In this small section we will examine a rather small, but important part of the library. Found under stream_graph.collections, there are 5 collections under the names of NodeCollection, LinkCollection, TimeGenerator, TimeCollection, TimeSparseCollection.

Key-Collections

NodeCollection and LinkCollection are dictionaries, from whose definition we want to signify that their keys are nodes or links, respectively. Differently with dictionaries, iterating over a node-collection returns the items of the dictionary, that is a tuple of key and value. Also a map method, provided a function can transform all values of the dictionary according to their keys and values.

Time-Collections

Time collections have as their root the TimeGenerator. This object represents a generator of time-value tuples ascending in time. It can be both instantaneous or discrete. If time-tuples are instantaneous the generator represents insants of the form (time-instant, value). In case time generators are not instantaneous, there exist two different representations depending on the case, which can both be conceived as representations of step functions. The logic in both, is that the time-element of the tuple represents the start of an interval. Whenever a new-element is introduced, we expect a new value. If this time-element is discrete then it correspond to a valid integer. In the opposite case, it corresponds to a tuple containing a timestamp and a boolean value describes, if the given value, is contained in this time-stamp or not. In order to show by example how this interval looks like, let’s take the classic heavy-side function.

../_images/heavy-side.svg

If we want to represent this function in the whole span that it is plotted, its representation in the discrete time would be: (-2, 0), (0, 0.5), (1, 1), whereas in continuous ((-2, True), 0), ((0, True), 0.5), ((0, False), 1).

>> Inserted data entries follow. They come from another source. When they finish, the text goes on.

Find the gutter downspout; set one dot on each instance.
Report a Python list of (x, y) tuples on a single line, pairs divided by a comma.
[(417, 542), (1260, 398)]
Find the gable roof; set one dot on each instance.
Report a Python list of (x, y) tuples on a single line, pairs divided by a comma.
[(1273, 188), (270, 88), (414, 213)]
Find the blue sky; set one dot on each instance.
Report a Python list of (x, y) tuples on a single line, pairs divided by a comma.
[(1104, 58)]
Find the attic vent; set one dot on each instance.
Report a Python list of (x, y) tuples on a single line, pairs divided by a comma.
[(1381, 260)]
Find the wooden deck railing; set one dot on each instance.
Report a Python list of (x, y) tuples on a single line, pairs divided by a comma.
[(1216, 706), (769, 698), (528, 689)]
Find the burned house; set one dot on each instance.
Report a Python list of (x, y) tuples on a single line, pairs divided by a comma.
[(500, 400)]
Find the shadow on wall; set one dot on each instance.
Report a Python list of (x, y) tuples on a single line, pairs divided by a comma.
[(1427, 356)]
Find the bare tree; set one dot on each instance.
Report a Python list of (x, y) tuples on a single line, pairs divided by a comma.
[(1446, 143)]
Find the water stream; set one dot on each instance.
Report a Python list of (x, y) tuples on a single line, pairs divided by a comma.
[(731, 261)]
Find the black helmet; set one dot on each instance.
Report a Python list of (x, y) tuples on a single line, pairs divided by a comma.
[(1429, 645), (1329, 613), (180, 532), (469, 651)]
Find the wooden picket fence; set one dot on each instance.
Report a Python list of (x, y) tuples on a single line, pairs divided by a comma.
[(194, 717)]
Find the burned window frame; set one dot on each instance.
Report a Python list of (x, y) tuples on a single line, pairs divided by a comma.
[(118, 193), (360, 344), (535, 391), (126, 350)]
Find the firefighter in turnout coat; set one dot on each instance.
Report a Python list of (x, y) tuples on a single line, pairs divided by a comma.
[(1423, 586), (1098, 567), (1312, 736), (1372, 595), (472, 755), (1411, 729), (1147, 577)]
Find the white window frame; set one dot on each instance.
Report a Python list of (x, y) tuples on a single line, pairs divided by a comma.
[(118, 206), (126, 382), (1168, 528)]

Moreover the tg.merge method, merges another time-generator with common time signature with the original to a new one, provided a measure function, that combines their values. Also as in the case of key-collections their exists a tg.map method, that tranforms transforms the value of a time-value pair, based on a given function.

The Time-Collection object takes an iterator, which it transforms to a Time-Generator and then stores it as a list. We can take advantage of a sorted list of time-elements, by providing binary-search functions, such as search_time, which given a time-element returns the index of a match (or None if we have no-match) and get_at, which returns an element or a not_found value.

Finally the TimeSparseCollection allows to store information, that are the changes of a step function instead of its values. It operates only with set-objects and takes a function as input called a caster, which casts the accumulated set at each time-element, when iterated. It’s input is a tuple of three elements, a time-element (it is applied only in non-instantaneous cases) a value that is a set and boolean variable signifying if this value should be added or removed from a main current set value holder.

Data-Cube

A data-cube is a certain abstraction of a objects with keys, as well as instantaneous-time-objects. If initialized the data-cube is basically an n-dimensional array of interactions, that have a certain value. Based on this idea Audrey Wilmet and Robin Lamarche Perrin, formalized a set of measures in this data-structure translatable from the instantaneous-weighted-temporal-linkset in their paper for Multidimensional Outlier Detection in Twitter, which has (for now) a minimal but general implementation in this package.